Facebook pixel From Cigarettes to Alcohol: The Next Step in Hedonic Product Liability? | VOLUME_AND_ISSUE | Pepperdine Law Review Skip to main content
Pepperdine Law Review

From Cigarettes to Alcohol: The Next Step in Hedonic Product Liability?

Robert F. Cochran Jr.

 

Abstract

Twenty-five years ago, it looked as if there would be no stop to the expansion of products liability. Imputed knowledge tests imposed on manufacturers liability for harms that they could not have foreseen. Some scholars called for broad enterprise liability that would impose on manufacturers liability for all productrelated injury. But, in the early 1980's, courts said "enough." In Professors Henderson and Twerski's metaphor, after seventy years of expanding the products liability frontier, courts halted the wagon trains, and, in many cases, pulled back.

In the last year or so, cigarette litigation has been one of the few areas where there has been signs of expanded products liability. The purpose of this conference is to explore whether there will be doctrinal developments that flow from the tobacco litigation that might affect other products. Will other products follow the tobacco road? Put another way, is the success of the tobacco litigation rooted in characteristics of tobacco, characteristics which other products might share, or is it rooted merely in the deceptive behavior of tobacco officials over a period of time, deceptive behavior which will one day be merely a footnote to product liability history?

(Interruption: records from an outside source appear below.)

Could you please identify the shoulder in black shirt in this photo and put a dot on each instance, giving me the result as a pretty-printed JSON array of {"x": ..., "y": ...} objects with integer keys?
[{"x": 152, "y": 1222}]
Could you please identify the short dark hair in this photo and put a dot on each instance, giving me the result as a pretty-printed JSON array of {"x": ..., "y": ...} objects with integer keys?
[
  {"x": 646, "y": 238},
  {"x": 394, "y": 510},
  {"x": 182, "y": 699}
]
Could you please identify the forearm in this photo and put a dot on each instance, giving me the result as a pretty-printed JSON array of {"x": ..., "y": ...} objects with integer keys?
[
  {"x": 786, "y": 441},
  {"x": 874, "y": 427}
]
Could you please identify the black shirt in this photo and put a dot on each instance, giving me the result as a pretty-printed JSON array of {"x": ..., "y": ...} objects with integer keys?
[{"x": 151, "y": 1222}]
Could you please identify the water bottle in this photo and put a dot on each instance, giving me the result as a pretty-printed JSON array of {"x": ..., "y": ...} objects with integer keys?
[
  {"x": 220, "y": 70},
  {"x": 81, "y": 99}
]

My task is to consider the possibilities of alcohol manufacturer liability in light of the tobacco cases. I will first explore the similarities and differences between alcohol and tobacco that might be relevant to the question whether alcohol manufacturers will suffer the same fate as tobacco manufacturers. Then I will consider whether the fact that both of them are what I have called "hedonic products"- products whose primary function is to provide pleasure - might lead to the imposition of stricter liability on them. Finally, I will suggest that what may be emerging is a new strict liability claim for bystanders who are injured by dangerous hedonic products.